On se blesserait donc de trop courir ou de courir trop longtemps, sur un sol trop dur, avec un poids du corps trop important, qui provoquerait des traumatismes sur les chaînes musculo-tendineuses et articulaires. Mais bien malin celui qui saurait dire « stop » au bon moment ! Les principaux dommages, pour le trailer de longue distance, étant dus aux répétitions des modes de contractions musculaires excentriques, sur les quadriceps, et la retenue du poids du corps sur les muscles extenseurs des jambes dans les descentes.

Le ridicule ne blesse pas

A moins de s’appeler Dawa Sherpa, bien rares sont les compétiteurs qui n’ont jamais rebroussé chemin à cause d’une blessure. Mais qu’advient-il d’un trailer blessé ? Les effets du desentraînement vont se faire rapidement sentir (la perte des acquis de l’endurance cardiovasculaire).
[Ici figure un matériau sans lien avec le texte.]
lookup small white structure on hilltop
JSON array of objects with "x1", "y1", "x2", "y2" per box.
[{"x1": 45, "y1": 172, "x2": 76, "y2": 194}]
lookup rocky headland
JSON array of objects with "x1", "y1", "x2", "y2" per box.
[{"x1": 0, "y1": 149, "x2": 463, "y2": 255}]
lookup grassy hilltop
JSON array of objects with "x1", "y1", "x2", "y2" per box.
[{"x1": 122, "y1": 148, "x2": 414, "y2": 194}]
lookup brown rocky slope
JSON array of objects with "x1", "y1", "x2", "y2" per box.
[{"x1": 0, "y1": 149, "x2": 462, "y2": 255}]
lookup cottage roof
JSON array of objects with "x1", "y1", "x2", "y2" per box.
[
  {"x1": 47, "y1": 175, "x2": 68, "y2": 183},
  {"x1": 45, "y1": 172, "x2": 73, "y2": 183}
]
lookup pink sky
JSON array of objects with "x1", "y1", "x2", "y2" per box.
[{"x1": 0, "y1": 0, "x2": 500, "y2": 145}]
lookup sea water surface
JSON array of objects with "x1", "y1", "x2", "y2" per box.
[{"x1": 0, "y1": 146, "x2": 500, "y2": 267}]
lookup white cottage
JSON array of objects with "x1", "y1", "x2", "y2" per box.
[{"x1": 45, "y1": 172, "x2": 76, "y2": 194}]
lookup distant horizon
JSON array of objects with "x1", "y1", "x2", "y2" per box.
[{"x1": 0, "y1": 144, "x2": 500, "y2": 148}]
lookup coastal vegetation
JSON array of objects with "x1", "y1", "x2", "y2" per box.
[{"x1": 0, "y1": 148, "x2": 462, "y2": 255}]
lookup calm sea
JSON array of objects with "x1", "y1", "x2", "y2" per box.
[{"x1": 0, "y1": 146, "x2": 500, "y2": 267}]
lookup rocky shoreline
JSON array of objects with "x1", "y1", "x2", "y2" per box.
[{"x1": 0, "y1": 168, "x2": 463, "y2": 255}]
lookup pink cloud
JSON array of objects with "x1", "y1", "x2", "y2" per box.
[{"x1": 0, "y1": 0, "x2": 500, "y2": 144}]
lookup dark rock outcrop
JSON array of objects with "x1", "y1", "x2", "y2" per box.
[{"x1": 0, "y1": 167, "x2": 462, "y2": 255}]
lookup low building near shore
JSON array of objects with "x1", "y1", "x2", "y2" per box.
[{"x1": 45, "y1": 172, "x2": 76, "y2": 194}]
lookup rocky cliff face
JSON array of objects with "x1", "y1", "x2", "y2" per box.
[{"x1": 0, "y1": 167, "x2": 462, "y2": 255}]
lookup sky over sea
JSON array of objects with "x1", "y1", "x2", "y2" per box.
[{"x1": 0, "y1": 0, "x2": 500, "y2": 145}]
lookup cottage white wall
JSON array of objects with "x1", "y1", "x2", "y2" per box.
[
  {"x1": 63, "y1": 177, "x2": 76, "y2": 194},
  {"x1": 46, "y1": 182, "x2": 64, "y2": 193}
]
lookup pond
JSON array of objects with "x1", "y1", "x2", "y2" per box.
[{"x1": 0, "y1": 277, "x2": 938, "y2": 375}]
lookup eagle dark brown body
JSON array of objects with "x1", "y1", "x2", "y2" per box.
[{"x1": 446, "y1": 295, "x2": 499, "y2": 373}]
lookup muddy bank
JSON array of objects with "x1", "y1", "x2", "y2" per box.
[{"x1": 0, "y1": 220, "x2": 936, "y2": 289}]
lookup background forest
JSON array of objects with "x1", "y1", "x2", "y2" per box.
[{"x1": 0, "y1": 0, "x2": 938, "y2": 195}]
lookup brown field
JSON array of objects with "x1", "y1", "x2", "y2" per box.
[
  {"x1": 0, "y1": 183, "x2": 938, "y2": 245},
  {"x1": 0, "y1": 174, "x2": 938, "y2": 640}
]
En fonction du degré de la pathologie, continuer à s’entraîner en utilisant le vélo ou la natation reste alors possible. De surcroît, c’est une bonne alternative pour maintenir un « état mental » satisfaisant pour les « addicts » de l’effort. Aquajogging, aquafitness, natation, sont autant de disciplines vertueuses dans ce cas de figure. Les plus machos devront néanmoins outrepasser l’idée reçue selon laquelle les activités aquatiques sont réservées à un public féminin.

La voie aérobie

Même chez les trailers, le concept de la consommation maximale d’oxygène (VO2max) reste un des facteurs essentiels à la performance. Pourtant, le développement de cette aptitude est rarement abordé. Fractionné en course à pied, dans des zones d’intensités proches de sa fréquence cardiaque, est trop souvent synonyme de blessures. Test d’effort en poche, le danger vient plus du sol que du nombre de battements cardiaque par minute.

Le vélo de route ou le VTT offrent autant de voies possibles, dans des disciplines d’endurance « portées », pour développer la puissance du « moteur ». Il est toutefois consensuel d’admettre qu’elles ne développent pas des valeurs de consommations d’oxygène similaires à celles de la course à pied.

En conclusion. Vous l’aurez certainement compris… Je suis un fervent adepte de l’entraînement croisé.La question doit cependant se poser au moins sous deux aspects.

Les durées hebdomadaires d’entraînement. Elles sont très hétérogènes d’un coureur à l’autre. On peut facilement imaginer qu’un trailer qui s’entraîne 3 à 5 h par semaine aura intérêt à privilégier la course à pied. Par contre, au-delà, et en particulier lors d’un plan qui intègre le biquotidien, l’entraînement croisé pourrait être une solution pour augmenter le nombre de séances, en minimisant les traumatismes

La saisonnalité des compétitions. Intégrer des gestuelles complémentaires ou de substitution ne veut pas dire abandonner le travail de la foulée, surtout dans une discipline où s’entraîner à enchaîner les côtes et les descentes reste primordial pour « encaisser » la compétition.